The Renaissance comprised a period of resumption of elements of classical culture and their confluence with the Christian culture inherited from the Middle Ages.

By Me. Cláudio Fernandes

When you study the transition from the Middle Ages, specifically the Low Middle Ages, to the Modern Age, you can see that it still exists in many history textbooks, magazines and blogs of education a certain reductionist perspective that understands the Cultural Renaissance of the 14th, 15th and 16th centuries as a phenomenon of radical and definitive rupture with the Middle Ages. This view assumes that the Middle Ages were a decadent and obscure period that offered nothing significant to the cultural universe that came with the Renaissance.

But on the contrary, in the period understood as the Renaissance, several elements of the Christian culture that flourished in the Middle Ages converged, as elements of the classical culture (Greco-Latin), which came to have a largest in Western Europe, especially in regions with intense maritime trade, such as Italy (to the south) and Holland and the Netherlands (to the north), which also had intense urban development in the medieval period.

For historian Thomas Woods, the Renaissance, more than a complete break with the medieval past, can be considered the height of the Middle Ages. He says that “the medievals, like one of the exponential figures of the Renaissance, had a deep respect for the heritage of classical antiquity, even if they did not accept it as uncritically as some humanists did:and it is in the Middle Ages that we find the origins of of the artistic techniques that would be perfected in the following period.” (WOODS, Thomas. How the Catholic Church Built Western Civilization.
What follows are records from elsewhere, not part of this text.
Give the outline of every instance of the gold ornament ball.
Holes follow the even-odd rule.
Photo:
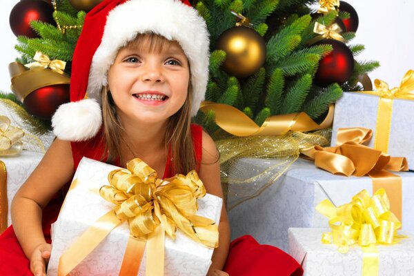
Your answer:
[[[69,3],[77,10],[83,10],[86,12],[92,10],[103,0],[69,0]]]
[[[239,26],[226,30],[217,39],[215,48],[226,52],[223,70],[237,77],[250,76],[264,63],[266,43],[251,28]]]

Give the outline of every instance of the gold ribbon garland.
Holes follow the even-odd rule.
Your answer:
[[[333,174],[362,177],[373,179],[373,190],[384,188],[392,202],[393,212],[401,220],[402,188],[401,177],[388,170],[408,170],[404,157],[389,155],[364,146],[362,144],[372,137],[372,130],[367,128],[339,128],[337,145],[331,148],[315,146],[301,150],[315,165]]]
[[[355,92],[373,95],[379,97],[377,112],[377,125],[374,148],[388,152],[391,129],[393,104],[394,99],[414,100],[414,70],[407,71],[399,87],[389,89],[384,81],[375,79],[376,91],[355,91]]]
[[[332,125],[333,106],[329,106],[326,117],[318,124],[305,112],[274,115],[259,126],[243,112],[231,106],[211,101],[201,103],[204,112],[213,110],[215,123],[221,129],[235,136],[283,135],[288,131],[310,131],[326,128]]]
[[[42,54],[40,51],[36,52],[36,55],[34,55],[33,59],[36,61],[26,64],[25,66],[30,69],[36,68],[50,69],[53,72],[63,74],[63,70],[65,70],[66,66],[65,61],[59,59],[50,60],[49,57]]]
[[[363,276],[378,275],[379,260],[375,244],[393,244],[402,237],[397,235],[401,223],[390,210],[384,189],[379,189],[372,197],[363,190],[350,203],[337,208],[324,199],[316,210],[329,219],[331,232],[322,234],[322,243],[336,245],[342,253],[348,252],[351,245],[361,246]]]
[[[63,253],[59,275],[72,271],[115,227],[128,221],[130,235],[119,275],[137,275],[146,241],[146,275],[164,275],[164,233],[175,238],[178,228],[188,237],[209,248],[218,246],[218,228],[210,219],[195,215],[197,199],[206,189],[195,171],[161,180],[157,172],[138,158],[127,170],[108,175],[110,186],[100,195],[116,205],[89,227]],[[76,184],[76,183],[75,183]]]
[[[0,156],[15,155],[23,150],[21,139],[24,132],[10,126],[10,119],[0,116]]]
[[[320,7],[317,10],[318,13],[326,14],[339,6],[339,0],[319,0]]]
São Paulo:Quadrante, 2008. p. 119)

The confluence between classical and Christian culture was expressed in the work of various Renaissance authors, from artists such as Michelangelo and Leonardo da Vinci to writers such as Erasmus of Rotterdan, Nicholas of Cusa and Thomas More. A characteristic that became, indeed, a Renaissance identity in the scope of intellectual studies was the rediscovery of the original classical texts, especially the Greek ones. Philosophers such as Aristotle and Plato were read in the Middle Ages through Latin translations with little accuracy. Scholars of the Renaissance, such as Leonardo Bruni – translator of Aristotle's Politics and Ethics to Nicomache – were responsible for rescuing the primary sources of Greek texts and for making judicious and commented translations.
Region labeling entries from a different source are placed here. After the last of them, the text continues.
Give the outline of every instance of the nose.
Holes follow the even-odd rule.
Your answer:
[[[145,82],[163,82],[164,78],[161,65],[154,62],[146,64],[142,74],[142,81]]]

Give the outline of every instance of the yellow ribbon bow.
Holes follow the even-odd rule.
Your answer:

In addition, other characteristics also contributed to compose an identity of its own to the Renaissance. The anthropocentric conception of the world, which was gradually imposed, diverged from the medieval theocentric perspective, although several doctrinal elements have been preserved. Humanism, that is, the appreciation of human potential, the rational faculty, the capacity for artistic creation, observation, recording and calculation of natural phenomena and political organization, also contributed to define this period that preceded the 17th century - century of Scientific Revolution operated by Galileo Galilei. The great navigations and the discovery of the “new world” (the American continent) and of the civilizations and cultures that developed in it were also decisive in configuring the Renaissance as a time of new experiences and cultural enrichment. Added to this was the heliocentric theory of Nicolaus Copernicus, which also began to adjust to anthropocentrism and man's ability to discover the mysteries of the "harmony of the world", that is, the cosmological mysteries.

In addition, it was at the beginning of the 16th century, at the height of the Renaissance, that two decisive events took place in the intellectual, religious, moral and political spheres of Europe:the invention of the press, Joannes Gutenberg, and the Protestant Reformation, unleashed by Martin Luther. These two events combined, little by little, changed men's relationship with intellectual knowledge previously restricted to the domain of the Latin language. Martin Luther translated the Bible into German, while Gutenberg's invention facilitated the reproduction and reading of books (such as the Bible) by the lay public.